Aquí nadie sabía nada, hasta el empeño de quienes buscan cualquier excusa para vender más, de esos niños o no tan niños deambulando por las calles disfrazados de brujas, asesinos, esqueletos, dráculas o demonios. Salvo en Carnavales, donde uno se viste desde tiempo inmemorial de cualquier cosa singular o graciosa, esa suerte de culto al terror lo que provoca es repelús, rechazo.

Un servidor no sabe bien todavía el origen y significado de ese “truco o trato” que he visto en alguna serie o película. Pero no voy a hacer nada por salir de esa ignorancia culpable, porque la cuestión no me interesa ni un poquito, la verdad. Me resulta ajena. Lo mismo que la fiesta de los muertos de México, por cierto, tan morbosa y lejana para el que esto escribe.
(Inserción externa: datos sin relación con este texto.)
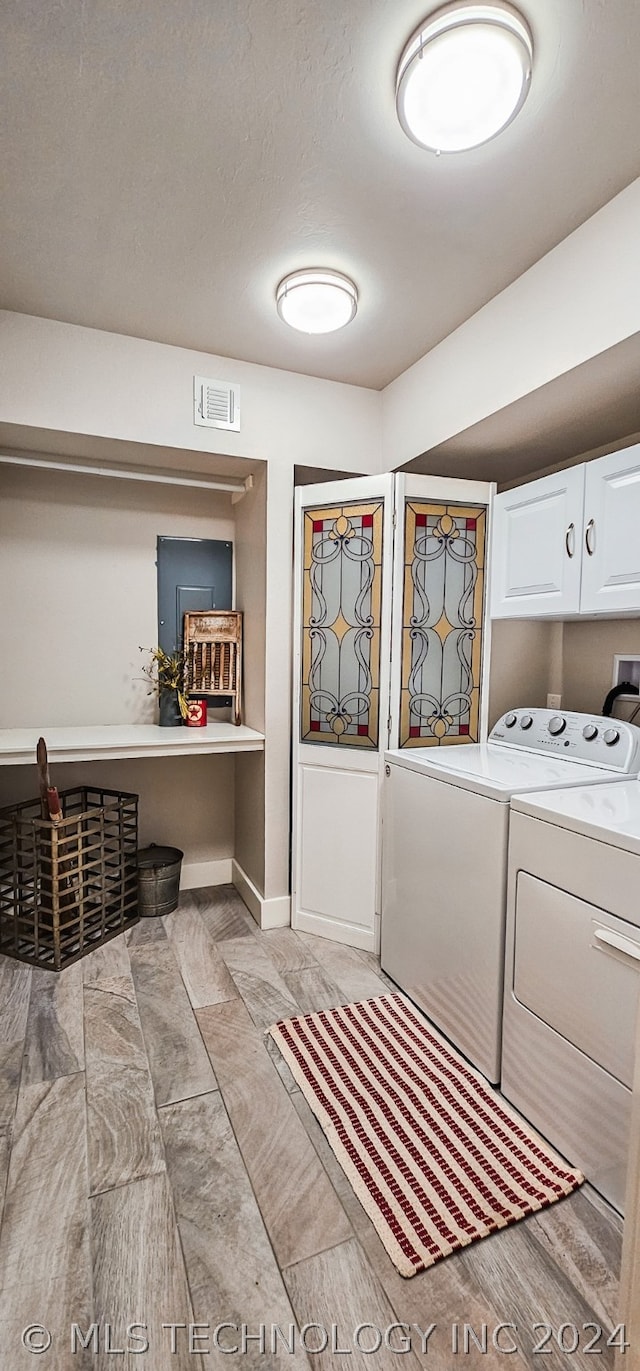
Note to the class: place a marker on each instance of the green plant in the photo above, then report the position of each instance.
(166, 672)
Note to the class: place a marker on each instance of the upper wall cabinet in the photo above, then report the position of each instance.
(569, 543)
(536, 547)
(611, 535)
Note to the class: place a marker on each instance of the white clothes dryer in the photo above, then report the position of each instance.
(572, 972)
(446, 817)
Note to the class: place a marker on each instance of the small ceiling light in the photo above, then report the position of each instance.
(463, 76)
(317, 302)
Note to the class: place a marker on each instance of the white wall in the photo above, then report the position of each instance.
(58, 376)
(579, 300)
(82, 381)
(78, 576)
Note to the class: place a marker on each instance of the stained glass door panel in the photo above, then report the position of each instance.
(441, 623)
(340, 625)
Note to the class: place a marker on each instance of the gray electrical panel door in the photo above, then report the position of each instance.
(192, 573)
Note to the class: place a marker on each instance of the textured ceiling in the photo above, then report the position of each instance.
(167, 161)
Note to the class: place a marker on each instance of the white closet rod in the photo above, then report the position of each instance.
(128, 473)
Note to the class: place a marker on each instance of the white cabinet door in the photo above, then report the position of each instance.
(611, 534)
(536, 547)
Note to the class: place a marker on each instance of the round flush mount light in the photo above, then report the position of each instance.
(317, 300)
(463, 76)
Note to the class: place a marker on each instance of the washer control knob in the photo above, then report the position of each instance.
(557, 725)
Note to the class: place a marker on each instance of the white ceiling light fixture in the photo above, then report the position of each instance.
(463, 76)
(317, 300)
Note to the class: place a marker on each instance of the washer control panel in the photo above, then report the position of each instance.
(581, 738)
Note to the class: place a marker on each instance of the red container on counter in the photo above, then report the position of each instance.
(196, 713)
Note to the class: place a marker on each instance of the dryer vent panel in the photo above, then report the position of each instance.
(215, 403)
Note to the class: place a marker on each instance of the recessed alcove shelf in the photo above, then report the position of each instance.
(113, 742)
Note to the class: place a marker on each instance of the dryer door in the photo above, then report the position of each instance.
(577, 969)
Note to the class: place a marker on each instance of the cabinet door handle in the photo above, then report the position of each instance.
(618, 941)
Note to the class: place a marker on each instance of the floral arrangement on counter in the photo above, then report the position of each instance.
(166, 675)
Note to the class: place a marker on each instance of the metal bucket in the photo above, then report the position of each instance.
(158, 880)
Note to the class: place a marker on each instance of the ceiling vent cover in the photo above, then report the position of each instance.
(215, 403)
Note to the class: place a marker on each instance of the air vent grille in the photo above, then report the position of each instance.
(215, 403)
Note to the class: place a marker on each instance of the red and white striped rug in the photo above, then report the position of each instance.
(435, 1155)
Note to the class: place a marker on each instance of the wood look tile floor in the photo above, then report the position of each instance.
(162, 1177)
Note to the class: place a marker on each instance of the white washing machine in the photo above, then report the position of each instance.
(444, 858)
(572, 972)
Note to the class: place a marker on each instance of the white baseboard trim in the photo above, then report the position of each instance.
(196, 874)
(337, 931)
(267, 913)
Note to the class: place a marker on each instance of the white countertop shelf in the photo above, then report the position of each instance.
(111, 742)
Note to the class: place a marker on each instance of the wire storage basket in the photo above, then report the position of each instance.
(67, 886)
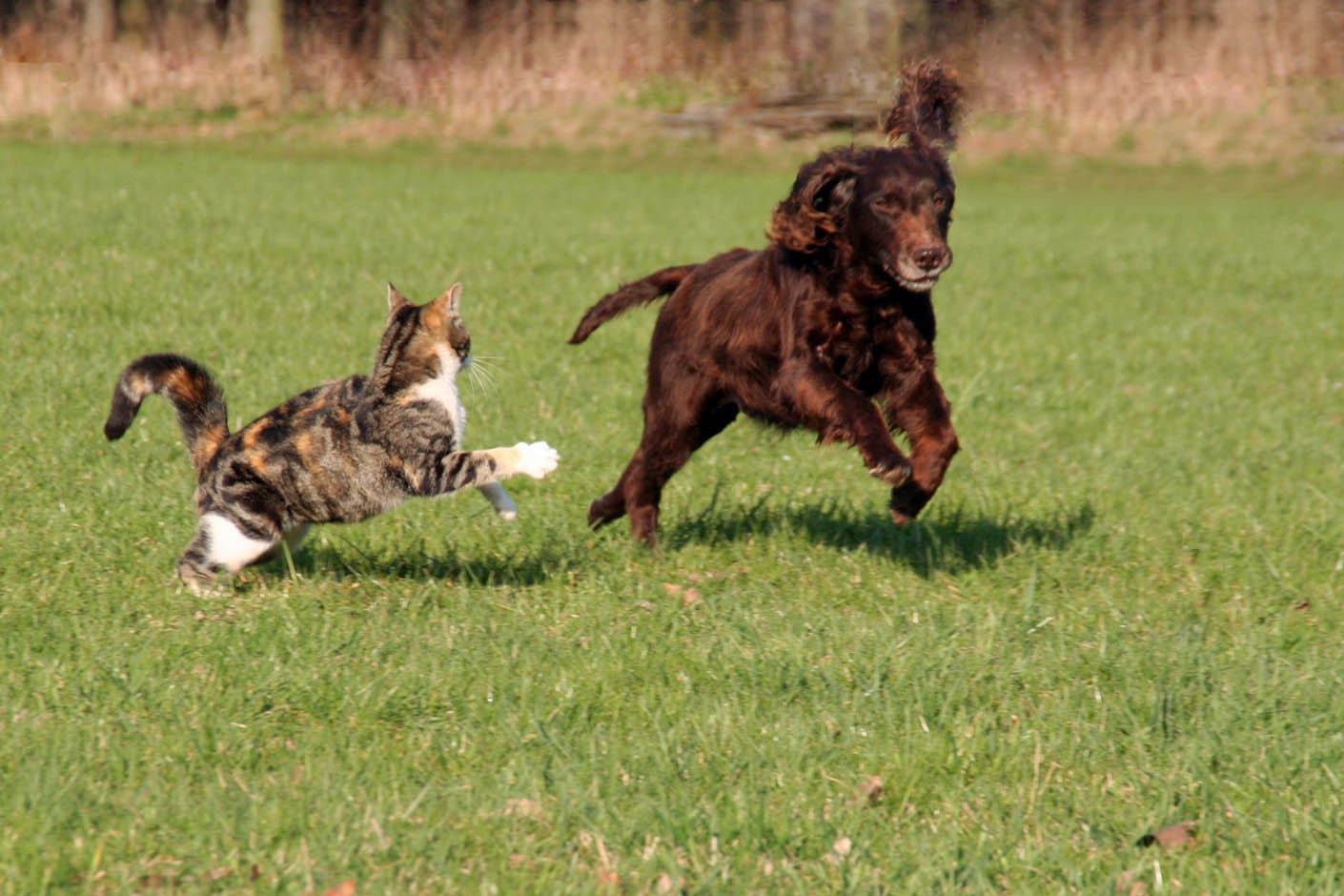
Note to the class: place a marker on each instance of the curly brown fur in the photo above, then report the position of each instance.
(806, 332)
(927, 107)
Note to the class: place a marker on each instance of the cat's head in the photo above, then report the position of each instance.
(422, 341)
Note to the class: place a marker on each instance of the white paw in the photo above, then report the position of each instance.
(537, 458)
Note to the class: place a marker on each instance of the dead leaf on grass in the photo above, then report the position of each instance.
(1179, 834)
(690, 597)
(524, 807)
(1128, 885)
(868, 791)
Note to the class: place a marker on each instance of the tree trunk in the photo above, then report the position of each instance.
(394, 33)
(100, 25)
(266, 31)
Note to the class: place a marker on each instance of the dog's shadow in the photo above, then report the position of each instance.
(941, 541)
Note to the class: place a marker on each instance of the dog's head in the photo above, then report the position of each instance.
(885, 210)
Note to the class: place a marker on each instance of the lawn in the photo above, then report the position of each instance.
(1121, 611)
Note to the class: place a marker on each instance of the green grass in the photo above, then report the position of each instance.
(1121, 611)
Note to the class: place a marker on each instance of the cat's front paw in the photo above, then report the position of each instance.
(537, 458)
(500, 499)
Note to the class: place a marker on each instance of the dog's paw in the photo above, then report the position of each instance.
(906, 502)
(537, 458)
(894, 473)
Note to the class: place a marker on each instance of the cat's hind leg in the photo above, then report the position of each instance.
(500, 499)
(220, 545)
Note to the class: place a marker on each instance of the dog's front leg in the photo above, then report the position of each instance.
(839, 413)
(917, 406)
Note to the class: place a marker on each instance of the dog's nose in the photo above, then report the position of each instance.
(929, 256)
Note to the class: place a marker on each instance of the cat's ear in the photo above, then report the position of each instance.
(448, 301)
(396, 301)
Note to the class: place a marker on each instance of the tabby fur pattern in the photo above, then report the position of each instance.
(337, 453)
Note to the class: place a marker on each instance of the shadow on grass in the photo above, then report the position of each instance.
(444, 564)
(940, 541)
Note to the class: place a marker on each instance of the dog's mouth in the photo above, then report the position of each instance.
(920, 284)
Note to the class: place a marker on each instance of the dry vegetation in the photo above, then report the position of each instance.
(1154, 78)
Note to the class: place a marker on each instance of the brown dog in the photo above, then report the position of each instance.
(809, 329)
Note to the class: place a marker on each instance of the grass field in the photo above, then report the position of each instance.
(1123, 610)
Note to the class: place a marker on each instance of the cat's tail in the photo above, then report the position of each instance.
(628, 295)
(193, 391)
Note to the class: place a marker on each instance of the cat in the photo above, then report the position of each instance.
(337, 453)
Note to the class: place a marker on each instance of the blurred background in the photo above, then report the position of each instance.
(1153, 79)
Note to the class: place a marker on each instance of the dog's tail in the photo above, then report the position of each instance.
(193, 394)
(628, 295)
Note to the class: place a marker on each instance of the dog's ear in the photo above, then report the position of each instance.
(812, 213)
(927, 107)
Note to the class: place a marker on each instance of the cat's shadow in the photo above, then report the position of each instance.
(947, 541)
(444, 564)
(943, 541)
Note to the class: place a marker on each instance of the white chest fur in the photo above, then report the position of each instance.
(442, 390)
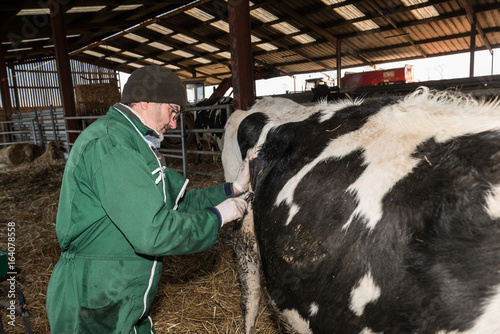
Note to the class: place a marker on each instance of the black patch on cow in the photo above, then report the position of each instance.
(249, 131)
(435, 254)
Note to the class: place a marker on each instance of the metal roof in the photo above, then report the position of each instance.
(296, 36)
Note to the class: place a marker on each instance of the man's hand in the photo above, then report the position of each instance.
(232, 209)
(240, 185)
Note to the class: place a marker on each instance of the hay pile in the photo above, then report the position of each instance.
(199, 293)
(19, 153)
(95, 99)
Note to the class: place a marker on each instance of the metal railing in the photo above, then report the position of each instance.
(40, 127)
(37, 127)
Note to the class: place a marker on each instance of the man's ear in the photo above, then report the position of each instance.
(143, 105)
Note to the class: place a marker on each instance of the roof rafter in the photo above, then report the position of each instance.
(471, 16)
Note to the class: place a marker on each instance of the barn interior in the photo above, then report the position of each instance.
(59, 68)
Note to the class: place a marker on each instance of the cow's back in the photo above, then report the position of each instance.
(381, 216)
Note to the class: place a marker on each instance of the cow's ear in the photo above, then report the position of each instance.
(258, 170)
(255, 168)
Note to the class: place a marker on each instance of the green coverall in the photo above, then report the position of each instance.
(115, 221)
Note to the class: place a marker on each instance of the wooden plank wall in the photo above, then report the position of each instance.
(36, 84)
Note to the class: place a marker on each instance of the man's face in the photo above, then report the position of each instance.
(162, 116)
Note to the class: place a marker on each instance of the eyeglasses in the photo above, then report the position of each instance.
(177, 112)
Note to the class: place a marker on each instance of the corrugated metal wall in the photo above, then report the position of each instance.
(36, 84)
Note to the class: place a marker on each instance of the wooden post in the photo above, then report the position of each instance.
(339, 63)
(241, 53)
(4, 87)
(63, 68)
(472, 47)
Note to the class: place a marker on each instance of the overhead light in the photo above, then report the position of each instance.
(110, 48)
(159, 28)
(136, 38)
(421, 13)
(135, 65)
(332, 2)
(160, 46)
(207, 47)
(349, 12)
(304, 39)
(153, 61)
(34, 11)
(126, 7)
(20, 49)
(263, 15)
(199, 14)
(221, 25)
(131, 54)
(224, 54)
(202, 60)
(35, 40)
(267, 46)
(366, 25)
(425, 13)
(116, 60)
(183, 54)
(172, 67)
(285, 28)
(254, 39)
(84, 9)
(184, 38)
(94, 53)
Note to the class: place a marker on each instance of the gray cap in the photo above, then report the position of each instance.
(154, 83)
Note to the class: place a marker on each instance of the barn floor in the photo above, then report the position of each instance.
(199, 293)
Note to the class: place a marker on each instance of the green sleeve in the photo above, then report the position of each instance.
(196, 199)
(135, 205)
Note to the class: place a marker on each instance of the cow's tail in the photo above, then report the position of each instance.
(248, 265)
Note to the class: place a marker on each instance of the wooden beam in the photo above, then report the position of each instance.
(313, 26)
(63, 68)
(4, 87)
(241, 53)
(339, 63)
(472, 47)
(398, 29)
(471, 16)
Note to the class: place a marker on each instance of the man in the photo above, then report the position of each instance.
(121, 210)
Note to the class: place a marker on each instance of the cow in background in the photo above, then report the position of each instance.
(211, 119)
(376, 216)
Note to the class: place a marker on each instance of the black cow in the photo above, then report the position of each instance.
(376, 216)
(214, 118)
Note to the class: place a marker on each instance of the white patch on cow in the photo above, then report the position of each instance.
(493, 202)
(367, 330)
(488, 322)
(388, 140)
(298, 323)
(313, 309)
(231, 156)
(251, 276)
(365, 292)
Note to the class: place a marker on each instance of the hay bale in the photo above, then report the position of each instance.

Lo que me llama la atención es el rechazo que en algunos sectores provoca distribuir belenes y nacimientos con las figuras de la Sagrada Familia por lugares públicos del país mientras decoran estos días oficinas, escaparates y centros sociales con telarañas y calabazas con ojos, boca y nariz labrados en su cáscara.

No sé si ustedes recordarán el colmo del absurdo de aquellas Navidades cuando Alberto Ruíz Gallardón aprobó la sugerencia de aquella supergüay concejala llamada Alicia Moreno y llenó Madrid de palabras inspiradoras de una Navidad laica: “serpentina”, “lujuria”, “abeto”, “cachondeo”… decoraban las calles de la capital. O cuando más recientemente Manuela Carmena convirtió la cabalgata de Reyes en un desfile del Carnaval, con música tecno, luces de neón y sus majestades vestidas de rumberos.

Dicen que la calle es de todos y la vida pública debe permanecer limpia del polvo y la paja de Dios. Pero eso ya es un posicionamiento, un ataque a los que somos creyentes. Yo soy un laicista convencido, es decir, me repugna pensar en una sociedad que mezcle Estado y religión, en un gobierno promulgando leyes a favor de la asistencia a misa, por ejemplo, o que obligara a adorar a un Dios determinado o a vivir unas devociones concretas. No.

Pero la religión ofrece al hombre una visión omnicomprensiva que se extiende, con respeto a los que no creen en nada, a la calle. Para quienes defienden los valores fundamentales de la fe, estos deben manifestarse también públicamente. Insisto: sin imponer nada a nadie. Como hacen estos días los que cuelgan esas calaveras y arañas de lo más ridículas. No me ofenden y respeto al que las pone, pero hacerlo en España me parece una majadería. Ni más ni menos. Pero allá cada cuál.